Le due nuove condanne inflitte
dalla Corte europea per i diritti umani fanno dell’Italia uno dei paesi più
problematici –
fra i 47 di cui la Corte si occupa – in
materia di tortura. Esaminando le sentenze una per una e
stilando una classifica, scopriremmo probabilmente che l’Italia, in
materia di tutela dei diritti fondamentali (in special modo nei luoghi di
detenzione), è più vicina a paesi come la Russia, l’Ucraina e la Turchia che a
Francia, Germania o Gran Bretagna.
È un problema noto da molti
anni, documentato dalle maggiori organizzazioni di
tutela dei diritti umani, dalle cronache dei giornali e ormai anche dai
tribunali. Ma qual è stata la risposta delle istituzioni? Che
cosa si è realmente fatto nella prevenzione degli abusi e nella punizione dei
responsabili di casi di tortura?
I giudici europei su questi
punti sono stati durissimi e chiarissimi. L’Italia è priva di strumenti di
intervento adeguati e in aggiunta diversi apparati dello stato hanno compiuto
scelte profondamente sbagliate: l’azione della magistratura è stata “impunemente
ostacolata” (citazione testuale dalla sentenza Cestaro); i vertici dello stato
non hanno preso provvedimenti contro i responsabili di tortura, né sospesi né
licenziati nonostante rinvii a giudizio e condanne; niente di serio è stato
fatto nell’ottica della prevenzione.
La vicenda della legge sulla
tortura è emblematica.
Nel luglio scorso è stata approvata una norma paradossale, che probabilmente
non si applicherebbe proprio ai casi Diaz e Bolzaneto per i quali siamo stati
condannati (lo
avevano denunciato – inascoltati – ai presidenti delle camere undici undici
giudici genovesi) e che comunque, parole del commissario
del Consiglio d’Europa per i diritti umani, apre ampi varchi all’impunità.
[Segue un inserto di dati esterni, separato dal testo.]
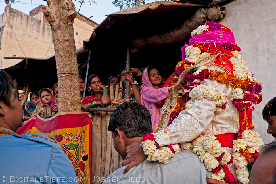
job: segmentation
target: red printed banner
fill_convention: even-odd
[[[89,114],[62,113],[49,118],[38,116],[34,119],[24,124],[16,133],[41,133],[59,144],[75,168],[79,183],[89,183],[92,178],[92,121]]]

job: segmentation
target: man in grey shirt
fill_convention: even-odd
[[[124,103],[113,112],[108,129],[112,132],[114,148],[123,159],[128,146],[141,142],[143,135],[152,133],[151,119],[148,110],[136,102]],[[113,172],[103,183],[205,184],[206,176],[210,175],[198,156],[187,150],[181,151],[166,164],[145,160],[123,174],[126,167]]]

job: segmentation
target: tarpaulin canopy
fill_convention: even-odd
[[[216,7],[172,2],[154,2],[110,14],[85,41],[93,45],[128,44],[135,52],[149,44],[178,42],[207,20],[215,20],[224,12]],[[85,43],[86,42],[86,43]]]
[[[76,51],[78,64],[80,67],[81,64],[87,60],[88,51],[82,47],[77,49]],[[31,91],[38,91],[43,87],[52,88],[57,82],[55,55],[41,58],[4,58],[22,60],[16,64],[3,69],[13,79],[16,79],[20,89],[23,89],[26,82],[29,83]]]

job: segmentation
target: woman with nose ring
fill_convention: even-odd
[[[92,74],[88,78],[87,85],[91,90],[90,94],[85,97],[81,104],[90,107],[98,106],[103,107],[110,104],[110,97],[108,88],[104,85],[99,78]]]
[[[152,126],[154,132],[160,121],[159,110],[162,107],[161,101],[168,96],[173,86],[160,87],[161,81],[159,71],[150,66],[147,67],[143,72],[142,80],[142,104],[150,111]]]

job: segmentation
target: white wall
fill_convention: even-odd
[[[234,33],[254,78],[262,85],[263,100],[254,106],[254,120],[265,143],[274,139],[267,133],[262,116],[266,103],[276,96],[276,1],[239,0],[225,5],[225,17],[220,23]]]

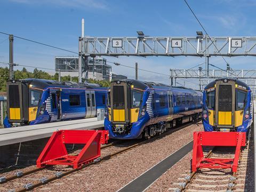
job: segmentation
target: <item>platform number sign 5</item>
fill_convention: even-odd
[[[231,47],[242,47],[242,39],[231,39]]]
[[[113,39],[112,47],[122,47],[123,46],[122,39]]]
[[[182,41],[181,39],[172,39],[172,47],[181,47]]]

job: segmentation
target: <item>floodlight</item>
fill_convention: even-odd
[[[198,36],[203,36],[204,35],[203,34],[202,31],[196,31],[196,35]]]

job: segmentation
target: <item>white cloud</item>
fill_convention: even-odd
[[[94,8],[99,9],[107,9],[106,3],[102,1],[97,0],[9,0],[13,2],[30,5],[50,5],[73,7]]]

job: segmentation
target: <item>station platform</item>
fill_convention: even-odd
[[[0,146],[48,138],[57,130],[90,130],[103,126],[103,121],[97,121],[94,117],[0,129]]]

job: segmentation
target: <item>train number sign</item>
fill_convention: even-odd
[[[122,47],[123,46],[122,39],[113,39],[112,47]]]
[[[231,39],[231,47],[242,47],[242,39]]]

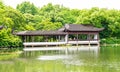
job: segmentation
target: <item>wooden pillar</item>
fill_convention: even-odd
[[[60,40],[61,40],[61,36],[59,35],[59,42],[60,42]]]
[[[90,47],[90,33],[88,34],[89,47]]]
[[[97,41],[98,41],[98,47],[100,47],[100,37],[99,37],[99,33],[97,34]]]
[[[78,34],[77,34],[77,46],[78,46]]]
[[[65,42],[68,43],[68,34],[65,36]]]
[[[32,37],[32,42],[34,42],[34,36],[31,36]]]

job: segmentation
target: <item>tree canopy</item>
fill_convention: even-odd
[[[0,2],[0,43],[20,41],[11,31],[57,30],[64,24],[93,24],[103,27],[101,38],[120,38],[120,10],[93,7],[91,9],[69,9],[62,5],[48,3],[41,8],[28,1],[18,4],[16,9]],[[3,33],[4,32],[4,33]],[[4,42],[5,42],[4,41]],[[5,43],[6,43],[5,42]]]

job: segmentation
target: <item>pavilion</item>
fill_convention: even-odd
[[[20,36],[25,47],[61,46],[61,45],[99,45],[99,32],[91,24],[65,24],[56,31],[21,31]]]

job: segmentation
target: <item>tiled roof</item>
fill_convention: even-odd
[[[0,30],[3,29],[3,26],[0,26]]]
[[[66,35],[66,32],[100,32],[104,28],[96,28],[90,24],[66,24],[56,31],[21,31],[16,35]]]
[[[102,31],[104,28],[96,28],[90,24],[66,24],[66,31]]]
[[[66,33],[60,31],[21,31],[16,35],[66,35]]]

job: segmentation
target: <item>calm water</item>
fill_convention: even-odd
[[[120,72],[120,47],[23,52],[0,61],[0,72]]]

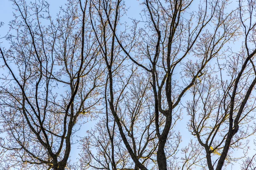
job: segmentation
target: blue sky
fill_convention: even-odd
[[[6,34],[9,30],[8,23],[11,20],[13,19],[12,13],[15,12],[15,11],[14,11],[12,8],[13,6],[11,2],[8,0],[0,0],[1,1],[1,7],[0,7],[1,9],[0,10],[0,22],[3,22],[5,23],[3,26],[0,28],[0,37],[2,37]],[[29,1],[28,1],[29,2]],[[52,16],[55,15],[55,14],[58,11],[59,7],[61,5],[64,5],[66,2],[65,0],[52,0],[49,1],[50,4],[50,11],[51,12]],[[143,8],[143,7],[139,5],[139,2],[137,0],[127,0],[126,4],[127,4],[127,6],[130,7],[131,8],[128,12],[128,15],[124,16],[124,18],[122,20],[128,20],[128,17],[137,17],[138,18],[139,14]],[[9,45],[8,43],[5,42],[3,39],[0,39],[0,47],[8,48],[8,46]],[[2,61],[0,60],[0,62],[2,62]],[[2,63],[1,63],[1,65],[2,65]],[[1,71],[0,71],[0,72]],[[183,110],[183,111],[185,111],[185,110]],[[186,117],[186,113],[184,113],[183,117]],[[184,128],[184,127],[186,128],[186,119],[184,119],[180,123],[178,123],[177,126],[176,128],[176,129],[179,129],[182,133],[183,141],[183,142],[182,144],[182,146],[185,146],[186,142],[189,142],[191,138],[194,139],[194,141],[195,141],[196,140],[195,138],[192,136],[187,129]],[[86,127],[89,128],[88,129],[93,128],[93,123],[90,123],[89,125],[91,126],[87,125]],[[84,130],[80,130],[78,133],[76,133],[76,135],[82,136],[84,136],[85,135],[84,131]],[[75,139],[76,139],[76,138],[75,138]],[[76,162],[76,159],[78,156],[78,150],[75,149],[75,148],[77,147],[77,145],[74,145],[73,149],[71,150],[71,159],[73,162]],[[236,169],[235,168],[233,169]]]

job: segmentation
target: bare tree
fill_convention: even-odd
[[[105,4],[101,9],[105,13],[99,15],[107,18],[113,34],[113,40],[115,39],[131,60],[150,75],[158,139],[157,162],[161,170],[167,170],[167,167],[173,165],[168,164],[165,150],[171,130],[175,125],[174,120],[177,120],[174,118],[181,98],[189,89],[200,82],[200,77],[204,75],[208,63],[221,55],[221,49],[236,35],[234,33],[237,29],[237,17],[233,19],[236,17],[235,13],[224,12],[227,5],[224,1],[206,1],[203,4],[199,4],[197,11],[190,12],[192,1],[145,0],[142,17],[144,27],[137,28],[140,22],[134,20],[131,33],[127,35],[130,37],[131,35],[140,42],[132,47],[135,53],[133,57],[130,48],[126,47],[131,42],[131,39],[124,40],[122,38],[123,33],[119,34],[116,31],[120,17],[120,9],[123,8],[122,1],[101,1]],[[207,30],[208,27],[212,30]],[[203,45],[206,45],[204,48]],[[192,60],[195,57],[197,59]],[[180,69],[183,65],[185,66]],[[179,72],[181,76],[178,78],[175,74]],[[182,83],[178,82],[180,79]],[[112,105],[111,102],[110,105]],[[116,113],[112,113],[116,117],[115,120],[119,121]],[[164,123],[161,124],[160,120],[163,119]],[[118,126],[135,164],[141,169],[147,169],[134,153],[130,151],[131,149],[121,128],[122,125]]]
[[[130,22],[124,0],[70,0],[56,20],[44,1],[13,2],[0,48],[4,168],[254,168],[253,0],[142,0]],[[72,166],[76,122],[97,110]],[[195,141],[181,148],[184,110]]]
[[[5,169],[64,170],[76,122],[95,110],[103,85],[87,1],[68,1],[56,19],[44,0],[12,2],[11,46],[0,48]]]
[[[239,1],[239,14],[233,17],[238,20],[236,26],[241,23],[243,29],[241,51],[230,50],[229,56],[218,57],[218,69],[206,71],[202,83],[191,90],[193,99],[187,105],[191,116],[190,130],[205,148],[209,170],[222,169],[235,160],[230,148],[244,150],[245,156],[247,143],[241,140],[256,130],[250,123],[254,120],[252,112],[256,106],[252,94],[256,83],[253,35],[256,24],[252,18],[255,4],[252,1],[247,4]],[[220,156],[213,161],[211,153]],[[240,156],[237,158],[241,159],[242,155]]]

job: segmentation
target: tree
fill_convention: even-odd
[[[116,31],[121,17],[120,9],[124,8],[122,1],[101,1],[104,5],[100,11],[105,13],[99,13],[99,17],[108,20],[113,34],[113,40],[115,40],[125,54],[149,75],[158,139],[158,167],[167,170],[172,165],[167,164],[166,144],[170,140],[170,132],[175,125],[173,121],[175,110],[178,110],[177,106],[189,89],[200,84],[201,78],[204,77],[210,61],[221,56],[225,44],[237,35],[236,14],[234,11],[225,12],[228,3],[224,1],[206,1],[204,4],[199,5],[198,11],[190,12],[192,1],[146,0],[143,3],[145,7],[142,21],[145,26],[138,28],[140,22],[134,20],[131,32],[128,33],[131,34],[134,37],[132,40],[136,39],[140,42],[131,47],[131,50],[126,47],[132,42],[131,39],[124,40],[125,33],[118,34]],[[214,26],[211,26],[211,24]],[[210,31],[207,29],[209,27]],[[135,51],[134,56],[131,51]],[[193,60],[195,57],[197,59]],[[175,74],[179,72],[180,77],[177,78]],[[178,82],[179,79],[182,83]],[[111,102],[110,107],[113,105]],[[147,169],[135,156],[122,125],[117,123],[120,119],[114,110],[112,113],[133,160],[140,169]],[[163,124],[160,121],[163,119]],[[209,151],[209,147],[207,149]]]
[[[5,169],[64,170],[76,123],[96,111],[103,85],[87,1],[68,1],[56,19],[44,0],[12,2],[11,46],[0,48],[9,72],[0,87]]]
[[[70,0],[56,20],[44,1],[13,2],[17,35],[0,49],[6,169],[79,168],[76,122],[97,111],[80,169],[253,167],[254,1],[143,0],[131,22],[124,0]]]
[[[250,123],[254,120],[252,112],[256,108],[252,94],[256,83],[253,38],[256,23],[252,17],[255,4],[252,1],[246,4],[239,0],[239,5],[238,15],[230,19],[239,20],[236,23],[241,23],[243,28],[241,51],[218,57],[218,69],[206,71],[202,83],[192,89],[193,99],[187,107],[191,116],[190,131],[205,149],[209,170],[222,169],[225,160],[226,164],[230,163],[233,159],[228,154],[230,148],[240,148],[246,153],[247,143],[240,141],[255,133],[255,126]],[[213,164],[212,153],[220,156]]]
La verità è che non esiste nel
nostro paese – nella sua classe politica e intellettuale – la volontà di
riconoscere che abbiamo serie difficoltà nella tutela dei diritti umani: ai
casi eclatanti delle torture si sommano l’opacità degli apparati di sicurezza,
la scarsa attitudine a rendere conto del proprio operato, l’inesistenza di
un’autorità indipendente di vigilanza.
La verità è che il legislatore,
anche di fronte casi eclatanti come le torture, le violenze e i falsi
durante il G8 genovese del 2001, non si è mai schierato dalla parte dei
cittadini sottoposti ad abusi odiosi e gravissimi, e si è invece messo dalla parte di
apparati autoreferenziali e riottosi rispetto alle regole di condotta tipiche
delle forze di polizia nelle migliori democrazie.
Le conseguenze sono sotto i
nostri occhi:
l’impunità generalizzata; la legge truffa sulla tortura; l’indifferenza- va
detto anche questo – verso i campi
di detenzione delocalizzati in Libia, ultima
perla di un paese chiaramente a disagio con la dottrina dei diritti umani.